We are going into these “new” shopping environments with low expectations, but being pleasantly surprised by the experience. The “tumbledown effect” that is driving sales growth at Walmart in the US or Target, Big W and Aldi in Australia is also keeping production lines buzzing at Korean, Taiwanese and Chinese car and bike plants.
In the near future, Australians will be buying cheap Chinese cars like Lifan and Chery for the first time. The new attention the low-priced automotive brands are receiving is accelerating their consumer acceptance and therefore brand growth – and new market growth – at a pace that would have been impossible in the good times.
But the perceived need for a bargain is leading us to challenge our pre-conceptions around the second largest purchasing decision most of us will ever make.
It’s not just the price (even though these brands are 15 to 30 per cent cheaper than the benchmark model in each sector). It’s never just about price. They may be represented by a smaller range, but they’re sold by knowledgeable people committed to their brand. The showrooms are well presented, the sale process is easy and the product functional, reliable and easy to use. Price may have been the drawcard but other factors must stack up to close the sale.

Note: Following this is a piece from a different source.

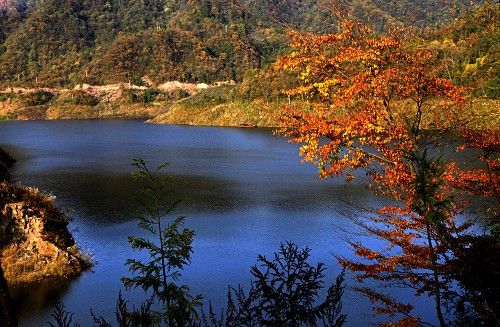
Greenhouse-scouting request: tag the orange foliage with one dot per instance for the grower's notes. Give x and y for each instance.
(357, 83)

So why is The Economist concerned about deflation? The fear is that the fall in the consumer price index to near zero is being driven by slashing margins and not from improved productivity. Simplistically, that takes us into a spiral of falling profits, falling wages, job losses and more price-drops.

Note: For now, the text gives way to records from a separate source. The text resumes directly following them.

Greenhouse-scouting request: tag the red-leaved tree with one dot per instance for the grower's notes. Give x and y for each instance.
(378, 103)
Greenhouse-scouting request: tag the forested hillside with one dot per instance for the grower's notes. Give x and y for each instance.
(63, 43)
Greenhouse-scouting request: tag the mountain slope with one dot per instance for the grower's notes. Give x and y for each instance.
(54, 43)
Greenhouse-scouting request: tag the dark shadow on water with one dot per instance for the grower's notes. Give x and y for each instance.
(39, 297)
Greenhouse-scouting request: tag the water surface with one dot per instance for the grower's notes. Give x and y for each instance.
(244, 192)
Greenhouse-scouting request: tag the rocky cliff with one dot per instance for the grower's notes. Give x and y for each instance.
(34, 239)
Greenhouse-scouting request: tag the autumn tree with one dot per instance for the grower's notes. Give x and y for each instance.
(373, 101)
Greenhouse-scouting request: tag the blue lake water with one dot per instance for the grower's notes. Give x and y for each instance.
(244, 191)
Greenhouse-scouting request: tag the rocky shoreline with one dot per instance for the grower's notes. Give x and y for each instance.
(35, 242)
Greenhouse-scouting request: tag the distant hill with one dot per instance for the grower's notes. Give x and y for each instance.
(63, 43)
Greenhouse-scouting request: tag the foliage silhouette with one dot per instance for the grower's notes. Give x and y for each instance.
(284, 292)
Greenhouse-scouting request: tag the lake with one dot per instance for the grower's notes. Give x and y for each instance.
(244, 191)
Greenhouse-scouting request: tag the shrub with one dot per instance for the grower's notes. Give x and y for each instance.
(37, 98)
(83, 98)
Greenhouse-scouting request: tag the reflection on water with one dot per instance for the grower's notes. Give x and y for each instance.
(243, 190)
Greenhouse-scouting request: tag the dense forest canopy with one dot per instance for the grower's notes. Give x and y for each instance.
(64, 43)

We have had the ability in many quarters to drive productivity but, due to easy credit, haven’t needed to.
But those brands whose products have had to be manufactured at low cost, in order to enter new markets and sell at low prices, are now reaping the rewards of that discipline.

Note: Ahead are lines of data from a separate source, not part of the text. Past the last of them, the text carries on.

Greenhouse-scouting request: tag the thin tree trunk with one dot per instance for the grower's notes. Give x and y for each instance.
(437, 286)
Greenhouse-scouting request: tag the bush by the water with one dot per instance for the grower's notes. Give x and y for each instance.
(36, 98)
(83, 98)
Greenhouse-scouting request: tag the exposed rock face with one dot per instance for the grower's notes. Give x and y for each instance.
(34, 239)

I believe we’ll now see the established players adopt manufacturing techniques of this kind – supporting new simpler models at better prices. Genuine productivity will filter through, creating lower prices to shoppers by lowering cost in the whole of the manufacturing and distribution network.
Rather than deflation, expect to see a surge in profitability for the new entrants, a crash in profits for the established, and then a smaller range of genuinely new and exciting models at very attractive pricing.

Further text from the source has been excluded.